We carried on like that — me bent down holding the posts as he battered them in — and no matter he was right up close, near enough his smell clung on me, there was nothing I could do to stop that smile coming out again. I tried to think of something else, because if he saw me smiling like that he’d likely hammer me in the ground instead. I thought about the chicken. I pictured it in the mud, rotting, a gleam of bone showing through the damp leg feathers and maggots crawling out its beak. That pulled the smile off.

He had a sweat on, Father. His forehead was gleaming, but he’d not take his jacket off, or his cap. The cap never came off, not until the day was out and he came in the kitchen, set it on the back the door, and parked himself in front the fire with a circle on top his head like a patch of flattened grass.

He didn’t let up until the last post was beaten in. I fetched the roll of fencing and unwound it a few curls, then held it against the first post while he hammered in the hook-nails. He seemed pleased, but it was hard to tell with him. You needed them X-ray eyes to know what was going on in his head, half the time, unless he was stewing over the subsidy cheques drying out, or — what’d I told you, Nimrod, what’d I told you? We had something in common there, me and her. A right pair they made, Father and Chickenhead. Mum can be a real sour-faced cow sometimes, she’d said, and I wasn’t going to argue her on that. I looked over at their house, poking through the trees.

I saw Norman in town, yesterday, I said.

Father went on with his hammering.

Saw him on the high street after I’d got the fencing.

We finished the post. I’d pushed him far enough with my talk, so I lipped up as we moved to the next, but when he started hammering again he spoke, his eyes fixed on the nail. D’you speak?

We did. He sends his best.

Does he? He said it quiet, out the side his mouth, like he was gobbing out a piece of gristle.

That was it for the time, and I thought on telling him about the butcher’s, or the crowd outdoors the Betty, seeing as he was in a fair mood, but I thought better of it and we went silent again.

D’you see his motor? he said after a while.

I did. Must’ve cost him, eh?

Father banged at a nail. He’d never been as friendly with Norman as he had with Turnbull, but that was owing to distance, much as anything else, Norman’s being three mile off round the hillside, Deltons’ wedged between. They spoke to each other, though. They’d pass on the road to town, and shout conversations from their tractor seats. Blashy fuckin’ weather, eh! Hast-ta the footrot yet? They passed the time like that, and it wasn’t all gritted teeth. It’d been a while, mind, since I’d seen Norman in his tractor, and them high-up conversations aren’t so easy if one of you’s in a car.

We stood and looked at the fence.

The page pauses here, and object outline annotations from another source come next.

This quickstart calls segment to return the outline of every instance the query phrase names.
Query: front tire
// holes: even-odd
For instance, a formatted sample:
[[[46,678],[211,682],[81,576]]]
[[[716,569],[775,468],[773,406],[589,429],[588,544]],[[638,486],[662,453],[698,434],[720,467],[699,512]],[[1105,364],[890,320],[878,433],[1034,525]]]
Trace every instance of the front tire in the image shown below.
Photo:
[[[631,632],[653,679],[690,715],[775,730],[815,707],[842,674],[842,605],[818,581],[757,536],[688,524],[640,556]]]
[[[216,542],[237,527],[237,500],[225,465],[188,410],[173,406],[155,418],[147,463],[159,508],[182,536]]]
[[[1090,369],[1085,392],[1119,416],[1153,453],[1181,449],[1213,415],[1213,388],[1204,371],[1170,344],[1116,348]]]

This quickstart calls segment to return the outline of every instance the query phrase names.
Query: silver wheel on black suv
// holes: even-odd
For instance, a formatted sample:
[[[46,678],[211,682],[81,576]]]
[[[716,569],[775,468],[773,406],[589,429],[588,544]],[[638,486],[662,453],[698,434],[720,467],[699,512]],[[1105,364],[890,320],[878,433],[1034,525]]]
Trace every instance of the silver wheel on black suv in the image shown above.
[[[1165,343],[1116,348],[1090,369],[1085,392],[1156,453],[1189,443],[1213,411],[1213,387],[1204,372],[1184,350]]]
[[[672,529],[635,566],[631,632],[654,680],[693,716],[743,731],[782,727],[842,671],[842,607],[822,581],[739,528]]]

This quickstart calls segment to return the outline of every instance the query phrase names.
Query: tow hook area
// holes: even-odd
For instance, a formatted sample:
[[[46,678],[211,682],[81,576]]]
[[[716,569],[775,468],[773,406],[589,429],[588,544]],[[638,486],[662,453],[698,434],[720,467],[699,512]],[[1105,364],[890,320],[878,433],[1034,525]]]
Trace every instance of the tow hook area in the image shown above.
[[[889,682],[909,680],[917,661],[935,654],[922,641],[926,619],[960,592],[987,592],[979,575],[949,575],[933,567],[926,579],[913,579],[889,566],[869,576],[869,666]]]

It was a champion job. The sheep trundled off up the field, happy we’d finished our banging and they could chew in peace again. I collected up the tools and we trod for home.

He had me on all manner of jobs after that — go see i’ they want more feed mixin’…go fetch that old rannock ‘as got herself split off…them stalls need muckin’ out. Me and Sal were so busy going round seeing to the sheep we hadn’t time for the Moors, or the town, the next few days. I tried to learn her about rounding the flock, but she wasn’t much use, she was too young yet, she got panicked and buried herself in the grass yapping at them with her hind in the air.